Australians are getting less comfortable about their alliance with the United States, the FT reports:
Public support in Australia for its longstanding military alliance with the US has fallen to its lowest in almost a decade amid concerns over the prospect of a Donald Trump presidency, a survey shows.
The Lowy Institute’s annual poll also shows Australians are evenly divided on whether the country’s most important foreign relationship is with the US or China, reflecting a surge in trade and personal connections with the Asian economic powerhouse.
Michael Fullilove, the think-tank’s director, said the results were remarkable given Australia has been the most reliable US ally, with its soldiers fighting beside Americans in every major conflict during the 20th and 21st centuries.

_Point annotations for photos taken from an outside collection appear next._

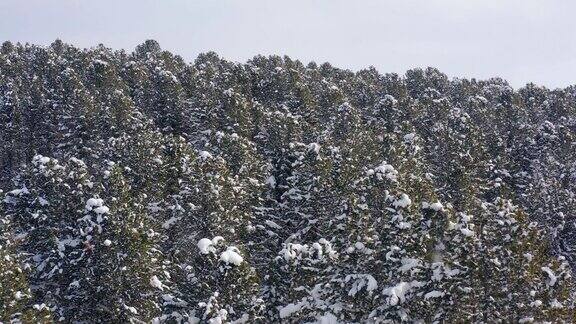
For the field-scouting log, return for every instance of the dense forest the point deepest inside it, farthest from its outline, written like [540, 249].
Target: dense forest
[137, 187]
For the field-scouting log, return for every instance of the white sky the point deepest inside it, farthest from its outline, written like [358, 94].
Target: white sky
[519, 40]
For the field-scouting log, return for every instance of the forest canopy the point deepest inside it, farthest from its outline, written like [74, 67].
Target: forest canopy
[139, 187]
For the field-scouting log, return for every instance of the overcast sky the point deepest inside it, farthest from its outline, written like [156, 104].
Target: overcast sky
[519, 40]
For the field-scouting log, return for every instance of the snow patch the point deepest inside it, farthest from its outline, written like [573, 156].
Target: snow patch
[551, 276]
[232, 256]
[156, 283]
[403, 202]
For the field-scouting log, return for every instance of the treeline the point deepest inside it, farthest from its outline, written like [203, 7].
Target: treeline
[138, 187]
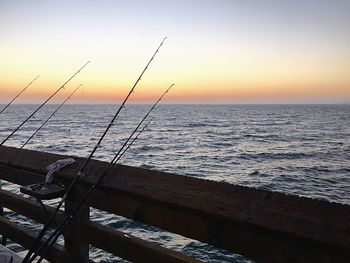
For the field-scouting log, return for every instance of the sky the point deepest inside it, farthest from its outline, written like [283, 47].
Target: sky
[216, 51]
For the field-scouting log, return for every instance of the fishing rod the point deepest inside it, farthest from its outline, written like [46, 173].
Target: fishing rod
[81, 171]
[42, 105]
[30, 83]
[50, 241]
[31, 137]
[121, 106]
[43, 124]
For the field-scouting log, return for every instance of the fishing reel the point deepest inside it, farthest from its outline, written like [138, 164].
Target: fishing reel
[44, 191]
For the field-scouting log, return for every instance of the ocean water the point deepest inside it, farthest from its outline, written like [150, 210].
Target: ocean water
[295, 149]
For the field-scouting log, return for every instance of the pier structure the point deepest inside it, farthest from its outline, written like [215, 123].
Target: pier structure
[258, 224]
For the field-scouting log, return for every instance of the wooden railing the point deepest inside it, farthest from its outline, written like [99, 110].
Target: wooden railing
[262, 225]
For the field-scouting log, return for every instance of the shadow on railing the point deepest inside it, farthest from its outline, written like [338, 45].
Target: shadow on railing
[262, 225]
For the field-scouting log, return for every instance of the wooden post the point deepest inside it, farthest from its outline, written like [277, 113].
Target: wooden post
[74, 239]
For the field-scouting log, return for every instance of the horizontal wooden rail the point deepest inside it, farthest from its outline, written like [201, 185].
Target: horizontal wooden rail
[130, 248]
[117, 242]
[259, 224]
[26, 238]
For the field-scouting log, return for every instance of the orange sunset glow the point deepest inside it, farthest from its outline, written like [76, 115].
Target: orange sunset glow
[216, 51]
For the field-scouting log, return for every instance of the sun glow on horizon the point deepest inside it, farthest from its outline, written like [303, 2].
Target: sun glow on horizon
[216, 51]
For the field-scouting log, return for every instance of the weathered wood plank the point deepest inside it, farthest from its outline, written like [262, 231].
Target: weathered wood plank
[130, 248]
[249, 221]
[26, 238]
[27, 207]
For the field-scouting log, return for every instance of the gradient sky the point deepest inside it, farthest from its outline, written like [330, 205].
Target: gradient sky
[216, 51]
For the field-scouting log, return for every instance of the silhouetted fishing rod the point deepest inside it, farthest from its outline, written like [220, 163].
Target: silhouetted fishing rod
[30, 83]
[43, 124]
[81, 171]
[50, 241]
[117, 113]
[42, 105]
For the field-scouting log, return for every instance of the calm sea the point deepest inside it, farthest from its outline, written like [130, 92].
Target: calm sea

“It says something remarkable about Donald Trump that in the event of his victory, nearly five in 10 Australians would seek to move away from Washington and nearly six in 10 say they would be less likely to support Australia taking part in military actions in concert with Washington,” he said. “Trump is clearly devaluing America’s soft power.”
The United States will need a strong relationship with Australia if it is to have any hope of standing up to Beijing, so these numbers are worrisome. Still, if they’re really just about Trump then they might clear up pretty quickly if he loses in November. But if Trump wins, will Canberra break away from Washington? It looks possible.
A Trump victory in November could cause some major geopolitical realignments. We’ll be keeping an eye on polling of America’s longtime friends and allies as we approach the election.